Lorsque les positions exprimées par les différents collèges révèlent des antagonismes de nature à faire durablement obstacle au consensus, le CNA retient la formulation qui recueille l’appréciation dominante. Les positions divergentes sont néanmoins mentionnées explicitement dans l’avis adopté par le Conseil. Une fois votés en séance plénière les avis du CNA sont rendus publics, et largement diffusés.
Présidé successivement par le Professeur Jean-Jacques BERNIER jusqu’en 1995, par le Professeur Christian CABROL jusqu’en 1999, par Christian BABUSIAUX, Président de la première chambre de la Cour des comptes et ancien Directeur général de la concurrence, de la consommation et de la répression des fraudes jusqu’en 2003 puis par Philippe GUERIN, Ingénieur général du génie rural, des eaux et des forêts, et ancien Directeur général de l’alimentation, de 2003 à 2009, ce poste est aujourd'hui occupé par Bernard VALLAT, Directeur général de l'OIE.

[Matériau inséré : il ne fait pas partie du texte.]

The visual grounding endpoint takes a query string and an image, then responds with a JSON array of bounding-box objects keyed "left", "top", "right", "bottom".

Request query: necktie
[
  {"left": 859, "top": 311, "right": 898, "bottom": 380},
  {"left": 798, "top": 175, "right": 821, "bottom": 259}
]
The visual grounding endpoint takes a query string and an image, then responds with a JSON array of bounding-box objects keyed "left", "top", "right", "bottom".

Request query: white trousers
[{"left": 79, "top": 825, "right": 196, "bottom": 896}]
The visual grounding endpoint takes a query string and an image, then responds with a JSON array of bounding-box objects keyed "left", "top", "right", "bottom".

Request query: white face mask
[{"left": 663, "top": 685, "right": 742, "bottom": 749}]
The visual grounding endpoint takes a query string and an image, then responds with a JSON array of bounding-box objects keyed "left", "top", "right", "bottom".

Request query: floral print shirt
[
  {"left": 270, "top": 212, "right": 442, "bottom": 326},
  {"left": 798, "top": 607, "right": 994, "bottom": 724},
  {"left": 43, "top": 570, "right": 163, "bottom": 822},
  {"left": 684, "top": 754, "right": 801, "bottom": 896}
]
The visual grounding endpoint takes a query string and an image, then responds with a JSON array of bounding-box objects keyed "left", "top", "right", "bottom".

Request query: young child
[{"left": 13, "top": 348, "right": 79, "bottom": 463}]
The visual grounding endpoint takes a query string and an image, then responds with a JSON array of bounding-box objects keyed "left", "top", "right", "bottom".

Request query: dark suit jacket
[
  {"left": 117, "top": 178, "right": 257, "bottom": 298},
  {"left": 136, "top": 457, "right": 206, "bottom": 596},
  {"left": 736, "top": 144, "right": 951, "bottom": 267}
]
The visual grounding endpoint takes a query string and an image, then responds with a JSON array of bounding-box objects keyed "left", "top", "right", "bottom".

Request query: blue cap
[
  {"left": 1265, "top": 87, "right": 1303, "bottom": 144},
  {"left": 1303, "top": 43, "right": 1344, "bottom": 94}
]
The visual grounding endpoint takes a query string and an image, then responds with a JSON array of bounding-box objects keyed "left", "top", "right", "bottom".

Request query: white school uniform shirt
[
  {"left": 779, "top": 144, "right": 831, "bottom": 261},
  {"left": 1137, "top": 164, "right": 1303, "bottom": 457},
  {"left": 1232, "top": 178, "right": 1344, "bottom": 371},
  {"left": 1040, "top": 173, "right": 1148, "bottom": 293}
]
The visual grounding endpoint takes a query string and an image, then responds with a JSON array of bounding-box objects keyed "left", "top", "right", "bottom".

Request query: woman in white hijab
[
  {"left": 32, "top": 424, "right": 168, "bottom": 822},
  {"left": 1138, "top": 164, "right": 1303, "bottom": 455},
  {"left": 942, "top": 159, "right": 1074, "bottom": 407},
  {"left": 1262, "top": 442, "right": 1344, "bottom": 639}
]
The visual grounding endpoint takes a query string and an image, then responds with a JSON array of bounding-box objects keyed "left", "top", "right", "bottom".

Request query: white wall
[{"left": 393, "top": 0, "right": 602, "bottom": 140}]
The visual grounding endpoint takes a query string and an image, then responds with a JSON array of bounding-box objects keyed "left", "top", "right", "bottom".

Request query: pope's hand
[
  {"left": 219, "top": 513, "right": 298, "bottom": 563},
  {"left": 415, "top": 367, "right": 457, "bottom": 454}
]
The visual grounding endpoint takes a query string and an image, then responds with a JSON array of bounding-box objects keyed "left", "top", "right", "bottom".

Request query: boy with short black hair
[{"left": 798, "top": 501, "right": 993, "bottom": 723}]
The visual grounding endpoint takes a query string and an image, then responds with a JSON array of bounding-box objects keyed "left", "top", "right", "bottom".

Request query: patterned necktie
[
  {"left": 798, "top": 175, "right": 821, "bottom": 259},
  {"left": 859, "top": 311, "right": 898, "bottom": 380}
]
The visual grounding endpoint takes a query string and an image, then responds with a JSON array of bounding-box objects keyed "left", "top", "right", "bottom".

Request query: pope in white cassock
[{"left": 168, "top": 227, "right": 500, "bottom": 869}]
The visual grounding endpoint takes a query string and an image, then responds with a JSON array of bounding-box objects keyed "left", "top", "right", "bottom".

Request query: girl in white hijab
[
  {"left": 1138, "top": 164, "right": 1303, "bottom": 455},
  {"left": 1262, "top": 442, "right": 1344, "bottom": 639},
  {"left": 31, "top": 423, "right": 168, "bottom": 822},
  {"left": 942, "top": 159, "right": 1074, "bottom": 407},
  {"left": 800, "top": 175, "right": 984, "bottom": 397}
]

Depuis sa création en 1985. le CNA a émis 67 avis Parmi ceux-ci on rappellera que, dès 1994, un avis avait été rendu sur l’alimentation des plus démunis, et qu’en 2002 le Conseil s’était penché sur les liens entre exclusion sociale et alimentation ; que l’avis n°16 de 1995 concluait déjà que « seule une alimentation diversifiée assure un bon équilibre nutritionnel » ; ou, enfin, qu’en 2001 les travaux du conseil avaient porté sur l’étiquetage des aliments et ingrédients constitués d’OGM ou issus d’OGM.
Sollicité en décembre 2009 par le Ministre de l’Alimentation, de l’Agriculture et de la Pêche, au nom du Gouvernement, le CNA a rendu, le 17 juin 2010, son rapport pour la mise en œuvre du Programme national pour l’alimentation (PNA) prévu dans le cadre de la loi de modernisation de l’agriculture et de la pêche.
Les réflexions actuellement en cours portent sur : "Les produits issus de l'agriculture biologique face aux engagements du Grenelle de l'environnement", "Comment mieux comprendre et satisfaire les besoins des personnes intolérantes ou allergiques à certains aliments?", "L'alimentation en milieu carcéral", « Insécurité alimentaire en France et situation de l'aide alimentaire intérieure" et sur « Quelle place pour les farines animales dans l'alimentation des animaux destinés à la consommation humaine ?"
Le Conseil se réunit en séance plénière environ tous les deux mois, dont une fois par an en région dans le cadre d’un partenariat avec les collectivités territoriales, l'enseignement supérieur agricole et les organismes de recherche. A cette occasion la séance plénière est suivie d’un forum ouvert au public traitant d’un thème en relation avec l’alimentation.
Enfin, le CNA fait régulièrement un point sur les suites données à ses avis et recommandations.